St. Maximos reminds us of our fallen nature. “When, as a result of the fall, the devil had riveted the attention of these faculties to visible things, nobody understood or sought out God, because in all who participated in human nature intellect and intelligence were confined to the superficial aspects of sensible things, and so they acquired no understanding of what lies beyond the senses.”

 We are hence trapped on the surface; caught up in a downward spiral, filling the void with more indulgences to passions and increasingly distancing ourselves from God. We become habituated to pursuing pleasure and indulging in passions and no longer remember what it is like to restore our true nature and experience union with God.

 St. Maximos carefully delineates the source of hope and path of action, above all, the fact that we possess an intellect that is capable of receiving virtue and spiritual knowledge.

 The faculties which search out divine realities were implanted by the Creator in the essence of human nature at its very entrance into being.

 The Holy Spirit provides us with the light for us to discern these faculties.

 Just as we cannot see objects without the light of the sun, our faculties cannot engage in spiritual contemplation without the light of the spirit.

However, while the Holy Spirit provides the faculty for knowledge in us, he does not actualize it. Nature, while good in its origins, does not “contain the inner principles of what is beyond nature any more than it contains the laws of what is contrary to nature.”

The journey to union with God can be only launched through true, burning desire.

The Holy Spirit leads those who seek the spiritual principles and qualities of salvation to an understanding of them; for He does not allow the power with which they naturally seek divine things to remain inactive and unproductive in them.

 Desire is, in turn, generated by faith.

St. Maximos unveils the interrelated steps, actions and experiences that return faculties to their original state and enable the path leading to unification with God.

  •  Breaking your attachments to material things
  • Practices virtue
  • Acquiring faith
  • Possessing a burning desire
  • Achieving synergy between your will and God’s

These are not merely solitary milestones to be checked off on a list, but interconnected pieces of a larger choreography. In it, thought is accompanied by synergistic action and all is fused into one through our union with God.

Deification, briefly, is the encompassing and fulfillment of all times and ages, and of all that exists in either.

All these steps involve synergy with and participation in God.

This participation consists in the participant becoming like that in which he participates. Such likeness involves, so far as this is possible, an identity with respect to energy between the participant and that in which he participates.”

 For the truth to be revealed, for example, faith must be consummated or acted upon. Beyond action and theoretical understanding faith is expressed by interpenetration.

Revelation is the inexpressible interpenetration of the believer with the object of belief and takes place according to each believer’s degree of faith (cf. Rom. 12:6). Through that interpenetration the believer finally returns to his origin.

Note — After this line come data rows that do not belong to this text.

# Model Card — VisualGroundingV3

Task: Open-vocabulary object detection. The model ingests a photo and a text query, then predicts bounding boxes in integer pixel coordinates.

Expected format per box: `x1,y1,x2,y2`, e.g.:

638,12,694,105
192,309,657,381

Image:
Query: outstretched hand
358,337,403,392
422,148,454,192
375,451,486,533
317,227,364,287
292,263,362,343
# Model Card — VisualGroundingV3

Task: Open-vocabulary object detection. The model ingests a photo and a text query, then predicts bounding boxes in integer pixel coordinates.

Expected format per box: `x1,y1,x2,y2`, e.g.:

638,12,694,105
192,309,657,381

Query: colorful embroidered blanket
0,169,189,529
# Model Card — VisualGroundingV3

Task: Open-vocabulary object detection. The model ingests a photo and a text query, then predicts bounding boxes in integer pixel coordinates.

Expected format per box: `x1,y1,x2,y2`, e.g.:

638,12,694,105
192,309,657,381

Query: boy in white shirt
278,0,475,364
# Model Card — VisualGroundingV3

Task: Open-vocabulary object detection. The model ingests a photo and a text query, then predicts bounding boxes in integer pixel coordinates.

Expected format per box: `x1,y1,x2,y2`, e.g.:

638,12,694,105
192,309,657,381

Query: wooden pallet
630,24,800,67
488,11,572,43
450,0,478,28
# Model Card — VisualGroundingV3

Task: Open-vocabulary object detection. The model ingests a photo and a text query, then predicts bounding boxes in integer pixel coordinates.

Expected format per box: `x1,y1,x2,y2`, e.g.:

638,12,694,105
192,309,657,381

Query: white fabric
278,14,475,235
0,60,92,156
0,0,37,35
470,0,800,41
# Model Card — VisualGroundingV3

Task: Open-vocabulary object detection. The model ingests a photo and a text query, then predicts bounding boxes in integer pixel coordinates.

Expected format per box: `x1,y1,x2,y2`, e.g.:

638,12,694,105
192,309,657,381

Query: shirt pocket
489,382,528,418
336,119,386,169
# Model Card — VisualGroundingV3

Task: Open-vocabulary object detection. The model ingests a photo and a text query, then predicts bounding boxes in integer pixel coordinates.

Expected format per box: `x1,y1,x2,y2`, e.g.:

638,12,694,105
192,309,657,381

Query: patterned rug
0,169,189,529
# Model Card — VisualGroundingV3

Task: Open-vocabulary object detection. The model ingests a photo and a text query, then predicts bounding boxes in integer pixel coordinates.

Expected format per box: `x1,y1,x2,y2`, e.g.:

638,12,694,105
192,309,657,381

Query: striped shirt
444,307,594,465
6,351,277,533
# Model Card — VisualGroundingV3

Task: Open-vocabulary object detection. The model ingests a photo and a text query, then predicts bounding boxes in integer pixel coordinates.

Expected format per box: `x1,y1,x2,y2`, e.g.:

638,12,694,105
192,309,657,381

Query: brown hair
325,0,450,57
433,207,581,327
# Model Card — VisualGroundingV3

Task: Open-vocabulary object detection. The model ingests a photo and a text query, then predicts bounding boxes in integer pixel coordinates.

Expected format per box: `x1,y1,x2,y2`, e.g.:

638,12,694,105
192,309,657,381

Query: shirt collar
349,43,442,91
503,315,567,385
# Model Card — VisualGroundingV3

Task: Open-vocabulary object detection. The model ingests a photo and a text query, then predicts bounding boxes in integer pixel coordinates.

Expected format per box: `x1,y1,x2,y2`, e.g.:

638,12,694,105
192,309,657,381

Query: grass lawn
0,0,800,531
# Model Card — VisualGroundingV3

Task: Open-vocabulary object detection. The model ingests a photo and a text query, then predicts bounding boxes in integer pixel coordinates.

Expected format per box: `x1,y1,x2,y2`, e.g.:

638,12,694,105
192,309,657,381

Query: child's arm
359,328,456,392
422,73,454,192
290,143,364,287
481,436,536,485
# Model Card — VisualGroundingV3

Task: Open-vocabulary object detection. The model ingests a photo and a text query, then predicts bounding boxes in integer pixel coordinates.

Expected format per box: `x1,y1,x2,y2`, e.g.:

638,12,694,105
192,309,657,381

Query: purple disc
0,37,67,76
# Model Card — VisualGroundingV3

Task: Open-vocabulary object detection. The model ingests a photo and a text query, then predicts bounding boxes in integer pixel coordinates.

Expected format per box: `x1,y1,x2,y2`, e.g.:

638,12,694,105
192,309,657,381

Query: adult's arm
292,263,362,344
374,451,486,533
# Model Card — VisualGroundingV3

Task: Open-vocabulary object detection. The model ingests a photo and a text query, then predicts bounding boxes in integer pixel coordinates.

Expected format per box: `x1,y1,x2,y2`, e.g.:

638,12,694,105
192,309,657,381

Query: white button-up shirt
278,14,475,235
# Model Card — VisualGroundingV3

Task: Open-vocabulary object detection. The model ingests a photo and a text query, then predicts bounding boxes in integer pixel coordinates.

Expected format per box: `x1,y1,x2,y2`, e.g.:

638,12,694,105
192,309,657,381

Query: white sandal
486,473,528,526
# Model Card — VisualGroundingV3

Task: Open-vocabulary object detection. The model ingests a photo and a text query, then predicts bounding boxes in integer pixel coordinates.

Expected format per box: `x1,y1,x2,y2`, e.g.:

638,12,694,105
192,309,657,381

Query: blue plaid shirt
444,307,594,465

St. Maximos sums up the course of the journey as follows:

First a man seeks to make his will dead to sin and sin dead to his will, and to this end he investigates how and by what means he should make these two dead to one another. When that has been done, he seeks to make his will alive in virtue and virtue alive in his will; and to this end he investigates how and by what means he should vivify each in the other. To seek is to have an appetite for some object of desire; to investigate is to employ effective means by which the appetite can attain that object.